Lesson 1: Know exactly where you need to go
The right building, department, floor, waiting room. It’s not easy to find out where you’re supposed to be. If you’re going it alone, you should arrive extra early and use the time to find the right floor and the right waiting room. If you’re even a little bit late arriving at your waiting room, your number might have already disappeared off the board and they won’t bring it up again. Non-attendance at a foreigner’s office appointment can create a whole bunch of really serious problems, especially if your tourist time in the Schengen area has already expired.
This is why I’ve trained my Red Tape interpreters to know the buildings inside out. We arrive 15 minutes early for a really good reason – so that we can make sure everyone is where they need to be at the right time.
I will not forget the head case worker that day. After seeing me in her office for the third time that day, she took me aside and said, rather abruptly, “What do you think you’re doing?”

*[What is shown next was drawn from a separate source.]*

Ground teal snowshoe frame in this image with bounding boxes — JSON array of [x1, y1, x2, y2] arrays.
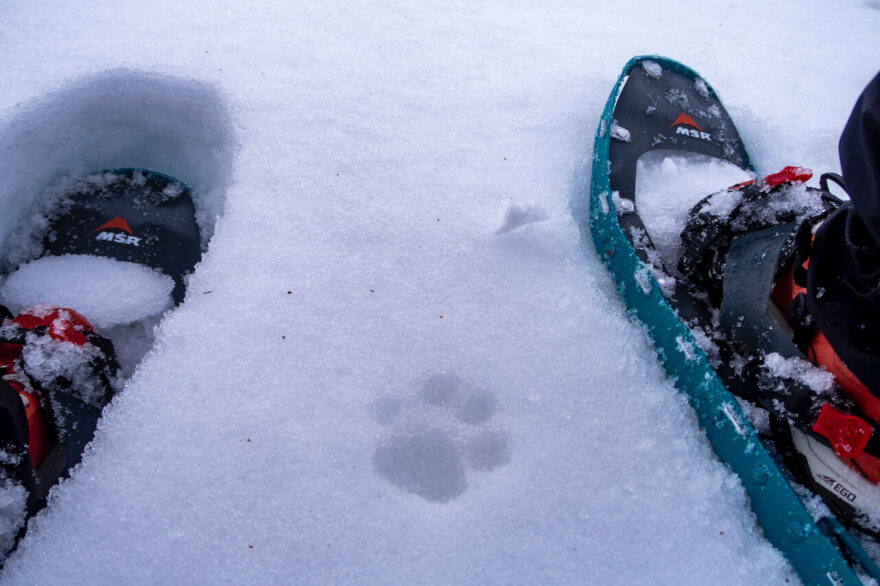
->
[[589, 55, 880, 585]]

I had the impression I was going to get in trouble. She could have told me to leave. I wondered briefly what to say. Then the words tumbled out… “I’m trying to start a business and I’ve come here to help people for free to find out how it all works.” And her whole attitude shifted, the ice melted, and she told me exactly what I needed to do to make it work. And then she said “actually, it would be great if you could stay, because this woman in my office clearly did not understand what my colleague told her last time. Please come with me.”
Lesson 2: Be honest
While many are terrified of the German case workers, they are people trying to do their job, and it’s a demanding job, they have too much to do and too little time, and you might also say that they’re not adequately compensated – they can come across as gruff, or hostile at time…being honest and genuine goes a long way. They really appreciate applicants who are actually trying to do their best and make the case worker’s job as easy as possible, for example by bringing a German translator or submitting a complete application that’s prepared correctly.
Lesson 3: It feels good to give help – and get it!
I left that day positively radiating. It felt so good, the clients were so grateful and my contribution had made such a positive difference.
I also got a kick out of the elation felt by my “new clients” – instead of having a terrible or traumatic experience, they were confident, they left on a high – and dare I say – they even found it fun in the waiting room and watching me take care of the communication for them.
Over the years, I’ve added some handy tricks to my arsenal to smooth things over with German bureaucrats. There’s often a firm barrier at the beginning of the conversation, but there are ways to dissolve it. And it’s such a joy when it actually works – yes, it is possible to leave that place with a smile on your face.
Lesson 4: There’s always a cat calendar
Alright, not always, but the cat calendar is symbolic of the personal touch in the case worker’s office. It might be a collector’s lego on a shelf, a picture drawn by a 4-year-old, a travel destination calendar, or an inspirational quote. Noticing it is a great way to build rapport and break the ice.
Lesson 5: “No doesn’t always mean no”
I’m specifically talking about your dealings with German bureaucracy, here. Don’t apply this little gem to your personal interactions, please. My experience is that when you ask someone in a public office to do something that they don’t HAVE to do but COULD do to help you, the default answer is often no. Or “ungern”, which is my least favourite German word and means “I could but I don’t want to so I am basically saying no”. But if you push gently, the no can often be turned into a yes. This brings me to my last lesson:
Lesson 6: “Ausnahmsweise” is my favourite German word
I just love it because it is so effective. It means “as an exception to the rule” and it’s kind of like you’re the pigeon in a Mo Willems book saying “pleeeeeeeeeeeeease?” Maybe it’s because it’s such a nice word, or maybe because it reminds case workers of their power to make or break your day and that makes them feel good, but if I end a request with “ausnahmsweise”, more often than not, they’ll say yes.
Take ten years’ worth of lessons learned and experienced gained to a German public office near you – we’ve made the mistakes so you don’t have to.